İndirilebilir geçici farklar üzerinden hesaplanacak vergiler ‘ertelenmiş vergi

alacağı olarak’ bilançoda gösterilir. Örneğin; Araştırma giderleri muhasebeleştirildikleri dönemin muhasebe kârının hesabında gider olarak dikkate alınabilirler; ancak vergiye esas kârın (mali zararın) tespitinde daha sonraki bir dönemde gider olarak indirilmeleri söz konusu olabilir. Araştırma giderlerinin vergi mevzuatının gelecek dönemlerde gider olarak yazılmasına izin verdiği tutar olan vergiye esas değeri ile sıfır olan defter değeri arasındaki fark, ertelenmiş vergi varlığı doğuran bir indirilebilir geçici farktır (TMS12,mad 26: 11).

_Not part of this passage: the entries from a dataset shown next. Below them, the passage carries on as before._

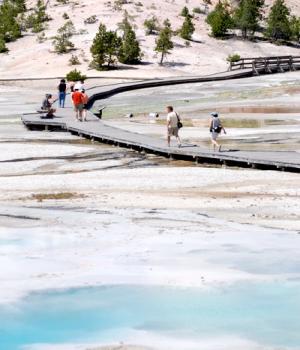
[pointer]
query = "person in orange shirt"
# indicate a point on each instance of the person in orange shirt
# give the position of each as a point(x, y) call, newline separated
point(85, 99)
point(77, 98)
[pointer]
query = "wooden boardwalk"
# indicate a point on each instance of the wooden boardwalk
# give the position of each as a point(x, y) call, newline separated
point(96, 130)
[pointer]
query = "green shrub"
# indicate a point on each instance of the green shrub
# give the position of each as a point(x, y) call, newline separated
point(75, 75)
point(233, 58)
point(105, 48)
point(187, 29)
point(199, 10)
point(220, 20)
point(91, 20)
point(151, 25)
point(74, 60)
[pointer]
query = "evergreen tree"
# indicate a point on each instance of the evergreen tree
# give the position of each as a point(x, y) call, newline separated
point(36, 20)
point(295, 28)
point(278, 23)
point(247, 16)
point(10, 29)
point(151, 25)
point(130, 52)
point(164, 42)
point(187, 28)
point(220, 20)
point(185, 12)
point(105, 48)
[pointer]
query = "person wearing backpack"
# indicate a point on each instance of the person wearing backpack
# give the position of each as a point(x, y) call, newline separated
point(215, 129)
point(62, 90)
point(173, 125)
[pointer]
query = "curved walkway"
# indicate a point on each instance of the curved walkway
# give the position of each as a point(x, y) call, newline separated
point(97, 130)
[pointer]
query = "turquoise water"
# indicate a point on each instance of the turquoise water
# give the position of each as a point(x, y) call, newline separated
point(267, 314)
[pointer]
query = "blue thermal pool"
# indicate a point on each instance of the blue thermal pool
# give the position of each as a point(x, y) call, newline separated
point(268, 314)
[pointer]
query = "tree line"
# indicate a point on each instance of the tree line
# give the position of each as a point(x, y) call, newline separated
point(122, 45)
point(248, 18)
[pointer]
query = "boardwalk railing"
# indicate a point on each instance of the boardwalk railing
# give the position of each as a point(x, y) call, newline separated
point(267, 64)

Ayrıca; şüpheli alacak gideri, kıdem tazminatı karşılığı, ödenecek SSK primleri, devreden mali zarar, devreden yatırım indirimi ve menkul kıymet değer düşüklüğü ertelenmiş vergi alacağına örnek verilebilir.

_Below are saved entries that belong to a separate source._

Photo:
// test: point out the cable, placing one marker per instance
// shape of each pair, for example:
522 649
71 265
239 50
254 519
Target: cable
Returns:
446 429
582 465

İndirilebilir geçici farklar ilerideki dönemlerde iptal edildiğinde o dönemlerin vergiye tabi kârlarından indirilecek giderler oluşur. Ödenecek vergide meydana gelecek azalmalar şeklinde işletmeye geri dönecek olan ekonomik fayda ancak işletmenin indirimlerin yapılabileceği tutarlarda vergiye tabi gelir elde etmesine bağlıdır. Bu nedenle bir işletmenin ertelenmiş vergi varlığı muhasebeleştirmesi için indirilebilir geçici farkların düşebildiği kadar vergiye tabi gelir elde edileceğinin muhtemel olması gerekir.(TMS12, mad.27: 12).

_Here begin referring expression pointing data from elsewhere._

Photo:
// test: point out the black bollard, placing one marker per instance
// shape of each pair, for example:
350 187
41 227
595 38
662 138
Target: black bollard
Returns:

ÖRNEK:Bir işletme tahakkuk ettirdiği garanti giderleri için 100 TL tutarında borç muhasebeleştirmiştir. Vergisel açıdan ürün garantisi giderleri garanti talepleri ödenmediği sürece gider yazılamamaktadır. Vergi oranı % 25’tir. Borcun vergiye esas değeri sıfırdır (defter değeri 100 TL – borçla ilgili olarak gelecek yıllarda vergiye tabi kârın tespitinde indirilebilecek tutar 100 TL). İşletme borcun defter değerini kaydederken, ilerideki vergiye esas kârını 100 TL azaltacak ve dolayısıyla ileride ödeyeceği vergi de 25 TL (100 TL’nin % 25’i) azalacaktır. Defter değeri 100 TL ile sıfır olan vergiye esas değer arasındaki fark olan 100 TL indirilebilir bir geçici farktır. Bu durumda, ileriki dönemlerde bu giderlerin indirilmesine yetecek kadar vergiye tabi gelir oluşacağının olası olması koşuluyla, işletme 25 TL (100 TL’nin % 25’i) tutarında ertelenmiş vergi varlığı muhasebeleştirir (TMS12, mad:25: 11).